When Keith Bass became president and CEO of WCI Communities in late 2012, the company was rebounding from a bankruptcy declared four years earlier.

Bass, a veteran of the Florida real estate industry, liked what he saw in the company. It was a luxury homebuilder in a state with strong demand for high-end homes. Although it had gone through turbulent times, he didn’t think the company really needed to rethink what it had always done.

“There wasn’t a whole lot that needed to be fixed,” he said. “It’s not like we were building something that wasn’t resonating.”

WCI is once again making strong gains in the housing industry. Revenues were at $407 million last year, up about 28 percent from the year before. The industry trade publication Builder ranked it 56th on its list of biggest builders nationwide in 2015. Three years ago, it didn’t crack the top 100. 

“We’re better than we’ve been in 20 years,” he said.

Bass has overseen the resurgence of WCI while refocusing its mission. Its specialty is active-adult communities, luxury second homes and move-up houses. He’s trying to stay away from some of the issues that got the homebuilder into trouble. It won’t be as involved in condo tower development as heavily as before. And, it’s sticking to Florida. 

WCI once had communities up the East Coast, but after selling the out-of-state properties during restructuring, its sole focus is on Florida. At the end of last year, it had about 12,600 home sites, and it’s continuing to expand statewide with new developments on the east coast as far north as Jacksonville. 

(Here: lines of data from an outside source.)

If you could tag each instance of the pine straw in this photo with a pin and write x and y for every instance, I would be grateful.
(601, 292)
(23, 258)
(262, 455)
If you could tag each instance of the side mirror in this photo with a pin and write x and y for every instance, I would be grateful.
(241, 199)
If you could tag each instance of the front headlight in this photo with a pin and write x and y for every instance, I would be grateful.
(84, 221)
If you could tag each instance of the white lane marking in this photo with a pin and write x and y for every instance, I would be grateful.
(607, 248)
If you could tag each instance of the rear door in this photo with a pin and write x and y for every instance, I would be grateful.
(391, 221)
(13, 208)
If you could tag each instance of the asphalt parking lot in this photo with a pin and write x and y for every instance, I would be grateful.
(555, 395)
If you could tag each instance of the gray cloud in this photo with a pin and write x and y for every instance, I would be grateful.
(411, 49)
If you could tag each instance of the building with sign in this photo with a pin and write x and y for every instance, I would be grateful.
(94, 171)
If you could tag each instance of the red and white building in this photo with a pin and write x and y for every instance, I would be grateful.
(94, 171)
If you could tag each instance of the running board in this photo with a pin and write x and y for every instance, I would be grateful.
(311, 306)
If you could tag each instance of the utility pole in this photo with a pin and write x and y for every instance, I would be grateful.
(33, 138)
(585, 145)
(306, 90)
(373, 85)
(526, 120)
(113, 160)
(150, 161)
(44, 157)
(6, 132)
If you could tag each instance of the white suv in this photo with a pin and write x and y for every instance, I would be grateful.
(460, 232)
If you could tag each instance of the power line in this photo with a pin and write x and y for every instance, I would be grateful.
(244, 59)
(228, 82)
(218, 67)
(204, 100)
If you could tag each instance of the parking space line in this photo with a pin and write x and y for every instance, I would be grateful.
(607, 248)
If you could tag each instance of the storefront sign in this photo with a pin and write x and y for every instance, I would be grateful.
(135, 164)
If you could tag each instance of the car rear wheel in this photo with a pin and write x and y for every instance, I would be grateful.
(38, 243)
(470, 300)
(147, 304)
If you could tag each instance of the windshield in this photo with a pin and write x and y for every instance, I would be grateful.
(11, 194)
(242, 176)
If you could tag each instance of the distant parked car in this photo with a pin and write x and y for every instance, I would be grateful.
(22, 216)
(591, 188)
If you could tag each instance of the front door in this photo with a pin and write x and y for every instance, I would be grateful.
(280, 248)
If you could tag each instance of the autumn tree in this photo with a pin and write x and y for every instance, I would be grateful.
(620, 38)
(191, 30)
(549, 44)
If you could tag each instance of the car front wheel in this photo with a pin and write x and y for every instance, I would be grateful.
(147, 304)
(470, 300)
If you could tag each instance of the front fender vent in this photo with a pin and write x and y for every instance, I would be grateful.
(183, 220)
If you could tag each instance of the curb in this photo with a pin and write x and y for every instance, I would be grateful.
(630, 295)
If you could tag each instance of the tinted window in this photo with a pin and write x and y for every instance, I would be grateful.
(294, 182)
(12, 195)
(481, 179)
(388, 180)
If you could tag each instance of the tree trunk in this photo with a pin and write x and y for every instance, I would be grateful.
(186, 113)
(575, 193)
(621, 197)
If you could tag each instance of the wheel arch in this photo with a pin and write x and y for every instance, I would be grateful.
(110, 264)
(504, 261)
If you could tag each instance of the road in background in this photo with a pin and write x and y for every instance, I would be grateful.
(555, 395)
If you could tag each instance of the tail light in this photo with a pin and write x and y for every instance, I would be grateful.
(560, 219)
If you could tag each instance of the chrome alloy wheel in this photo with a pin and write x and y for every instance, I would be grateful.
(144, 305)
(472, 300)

With Baby Boomers continuing to flock south, Bass sees plenty of opportunity in the Sunshine State.

“There’s not a need or push for us to go outside Florida,” he said. The bulk of WCI’s communities are in the Naples-Fort Myers area, and Bass still sees Southwest Florida as prime territory. However, the days of constructing massive new developments are numbered, as attractive contiguous land is limited. He sees home prices in Collier County, in particular, continuing to climb as demand remains strong and supply starts to slow.

“What draws people to Southwest Florida won’t change,” he said. “It will just get better.”

—Justin Paprocki

 

 


Image by Craig Hildebrand

The Healing Touch

#39 Saluscare Inc. CEO: Kevin Lewis

Treating individuals with mental health and/or substance abuse issues often requires care beyond standard hospitalization. Kevin Lewis, CEO of SalusCare Inc., says in the past, when patients were hospitalized overnight for an incident that stemmed from substance abuse, the next day “they would be seen by a doctor, they would be lucid and they would be fine, and then they would be released with a suggestion to seek help. Which they rarely would do.”

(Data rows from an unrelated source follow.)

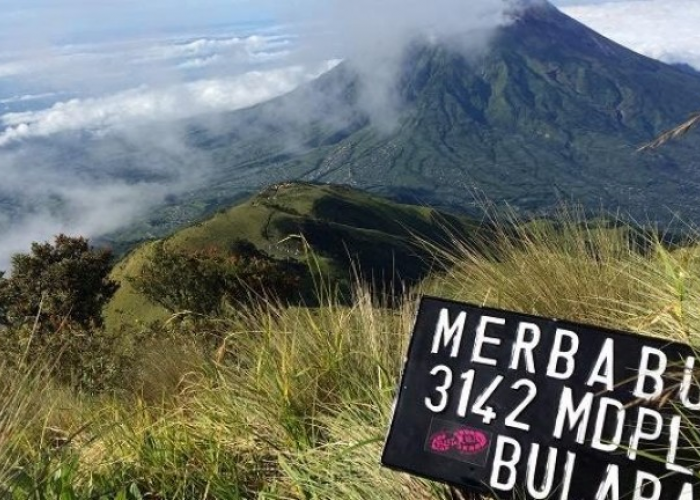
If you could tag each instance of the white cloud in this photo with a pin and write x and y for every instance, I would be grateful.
(668, 30)
(146, 104)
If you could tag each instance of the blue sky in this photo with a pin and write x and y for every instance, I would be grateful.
(60, 21)
(95, 68)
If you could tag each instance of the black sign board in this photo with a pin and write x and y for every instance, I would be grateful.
(517, 406)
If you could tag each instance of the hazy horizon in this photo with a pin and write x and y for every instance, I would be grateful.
(111, 69)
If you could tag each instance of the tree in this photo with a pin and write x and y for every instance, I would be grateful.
(64, 282)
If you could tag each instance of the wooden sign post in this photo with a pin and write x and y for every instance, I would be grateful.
(516, 406)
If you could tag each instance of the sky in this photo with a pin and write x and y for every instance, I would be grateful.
(84, 68)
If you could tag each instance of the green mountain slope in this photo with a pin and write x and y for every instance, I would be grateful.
(340, 226)
(553, 111)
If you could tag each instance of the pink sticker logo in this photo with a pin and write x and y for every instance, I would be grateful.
(464, 441)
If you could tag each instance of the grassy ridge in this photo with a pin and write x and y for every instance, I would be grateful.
(343, 227)
(293, 403)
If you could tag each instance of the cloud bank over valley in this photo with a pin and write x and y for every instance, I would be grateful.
(94, 130)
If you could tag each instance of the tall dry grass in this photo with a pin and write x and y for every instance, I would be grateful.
(294, 403)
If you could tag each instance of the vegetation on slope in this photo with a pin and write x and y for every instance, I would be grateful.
(299, 230)
(293, 402)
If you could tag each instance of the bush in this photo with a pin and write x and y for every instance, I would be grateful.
(202, 281)
(57, 284)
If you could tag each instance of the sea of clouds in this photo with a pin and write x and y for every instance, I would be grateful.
(140, 91)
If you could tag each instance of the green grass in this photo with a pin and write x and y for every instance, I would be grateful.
(341, 226)
(292, 402)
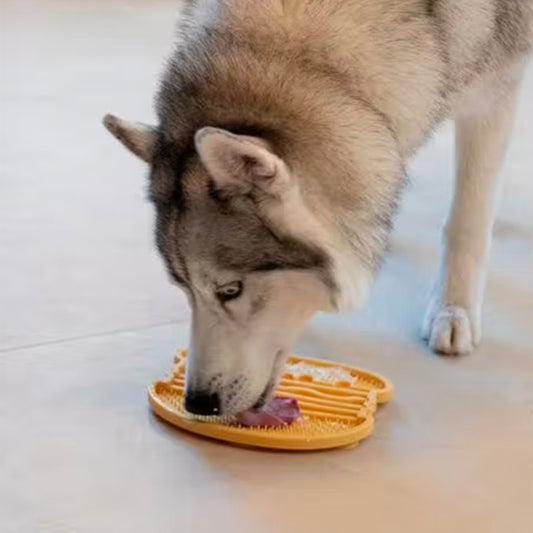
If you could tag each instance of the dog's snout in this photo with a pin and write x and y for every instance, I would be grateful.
(202, 403)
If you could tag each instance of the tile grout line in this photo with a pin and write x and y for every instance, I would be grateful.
(90, 336)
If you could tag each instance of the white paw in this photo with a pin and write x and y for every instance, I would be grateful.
(450, 329)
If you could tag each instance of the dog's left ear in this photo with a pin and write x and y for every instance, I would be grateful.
(138, 138)
(239, 163)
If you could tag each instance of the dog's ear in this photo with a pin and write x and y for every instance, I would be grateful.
(136, 137)
(240, 164)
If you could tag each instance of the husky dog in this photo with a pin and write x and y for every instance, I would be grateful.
(279, 156)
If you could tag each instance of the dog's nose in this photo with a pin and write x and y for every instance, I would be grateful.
(202, 403)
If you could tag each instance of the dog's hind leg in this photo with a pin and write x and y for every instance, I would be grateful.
(452, 324)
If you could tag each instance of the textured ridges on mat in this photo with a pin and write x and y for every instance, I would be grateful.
(337, 403)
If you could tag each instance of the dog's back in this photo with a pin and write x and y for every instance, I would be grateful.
(297, 61)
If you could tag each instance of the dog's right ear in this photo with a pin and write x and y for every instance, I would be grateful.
(138, 138)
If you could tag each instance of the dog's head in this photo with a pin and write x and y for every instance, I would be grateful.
(253, 259)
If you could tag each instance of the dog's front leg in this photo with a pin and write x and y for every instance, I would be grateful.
(452, 324)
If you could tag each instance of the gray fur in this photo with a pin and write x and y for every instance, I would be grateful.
(338, 93)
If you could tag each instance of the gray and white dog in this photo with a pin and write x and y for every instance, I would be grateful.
(279, 157)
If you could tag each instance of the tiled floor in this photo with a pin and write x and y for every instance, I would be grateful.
(87, 320)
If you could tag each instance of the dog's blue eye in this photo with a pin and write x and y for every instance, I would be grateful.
(229, 291)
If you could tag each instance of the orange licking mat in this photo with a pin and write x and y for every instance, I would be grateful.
(337, 403)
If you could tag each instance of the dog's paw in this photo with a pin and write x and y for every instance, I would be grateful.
(450, 329)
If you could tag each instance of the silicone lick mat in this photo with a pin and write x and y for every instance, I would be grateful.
(337, 404)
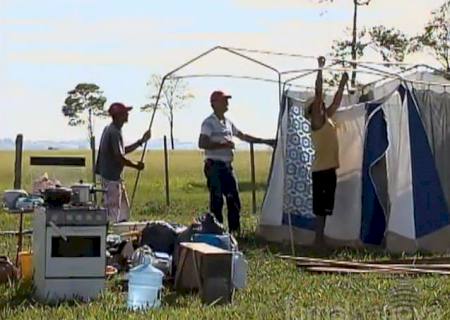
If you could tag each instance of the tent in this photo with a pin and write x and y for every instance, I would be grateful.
(394, 180)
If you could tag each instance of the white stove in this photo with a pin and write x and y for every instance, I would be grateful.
(69, 252)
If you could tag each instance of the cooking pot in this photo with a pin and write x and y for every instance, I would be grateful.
(10, 197)
(81, 193)
(57, 197)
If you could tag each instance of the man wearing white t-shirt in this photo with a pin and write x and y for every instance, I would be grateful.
(216, 138)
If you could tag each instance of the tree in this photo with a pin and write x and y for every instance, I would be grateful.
(174, 96)
(82, 104)
(354, 45)
(436, 36)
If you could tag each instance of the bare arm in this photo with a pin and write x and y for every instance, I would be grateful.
(127, 162)
(317, 109)
(133, 146)
(338, 96)
(145, 137)
(252, 139)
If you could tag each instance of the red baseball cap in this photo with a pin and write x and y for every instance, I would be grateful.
(218, 95)
(118, 108)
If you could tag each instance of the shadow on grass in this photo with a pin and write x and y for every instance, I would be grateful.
(250, 242)
(244, 186)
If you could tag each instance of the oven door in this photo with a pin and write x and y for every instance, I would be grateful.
(80, 255)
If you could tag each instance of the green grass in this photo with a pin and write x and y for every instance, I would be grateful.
(276, 289)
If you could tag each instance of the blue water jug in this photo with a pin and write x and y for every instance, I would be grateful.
(144, 287)
(218, 240)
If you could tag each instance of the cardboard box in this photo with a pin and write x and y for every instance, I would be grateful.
(207, 269)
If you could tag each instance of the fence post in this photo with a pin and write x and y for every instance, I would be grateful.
(18, 163)
(94, 178)
(18, 185)
(252, 168)
(166, 172)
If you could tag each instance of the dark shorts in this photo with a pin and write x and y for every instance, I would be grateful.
(324, 187)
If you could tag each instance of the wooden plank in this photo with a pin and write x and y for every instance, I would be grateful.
(252, 172)
(203, 248)
(166, 172)
(365, 265)
(421, 261)
(351, 271)
(442, 267)
(58, 161)
(18, 162)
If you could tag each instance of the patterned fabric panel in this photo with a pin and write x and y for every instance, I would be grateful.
(297, 200)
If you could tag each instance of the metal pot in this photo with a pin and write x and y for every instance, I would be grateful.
(82, 193)
(57, 197)
(10, 197)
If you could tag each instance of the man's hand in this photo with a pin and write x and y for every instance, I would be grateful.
(146, 136)
(321, 61)
(228, 144)
(270, 142)
(344, 79)
(139, 166)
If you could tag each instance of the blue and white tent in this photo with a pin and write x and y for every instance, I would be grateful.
(393, 183)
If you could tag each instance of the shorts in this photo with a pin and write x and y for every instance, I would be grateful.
(324, 188)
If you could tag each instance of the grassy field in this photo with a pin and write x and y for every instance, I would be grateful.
(276, 289)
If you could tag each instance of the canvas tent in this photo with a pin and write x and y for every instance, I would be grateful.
(394, 178)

SalusCare has provided a more effective solution. The Lee County-based mental-health and substance abuse facility birthed from a merger between Lee Mental Health Center Inc. and Southwest Florida Addiction Services in 2013.

Today, it treats more than 17,000 patients per year in seven area locations and serves as the largest, most comprehensive treatment program of its kind in Southwest Florida.

“Now, we can move [patients] immediately into the right care, rather than the wrong care and redirecting them,” Lewis says. “That’s a very exciting prospect for patients and families.”

SalusCare derives its named from the Latin roots of “Salus,” meaning health, hope and prosperity—the three key ingredients to the facility’s success.

“We really are in a mission to providing both hope and then help to individuals,” Lewis says. “Hope because it doesn’t have to be this way. Help because if I am going to work with somebody, I should help them achieve their goals. And then ultimately recovery.”

Lewis says the 2-year-old company’s slight increase in revenue this year—from $27.5 million to $27.8 million—was expected.

“As a company that does participate in public funding … we have been at a very stagnant part for several years,” he says. “In great part the challenge has been ‘How do you maintain a capable staff and things like that without additional resources?’”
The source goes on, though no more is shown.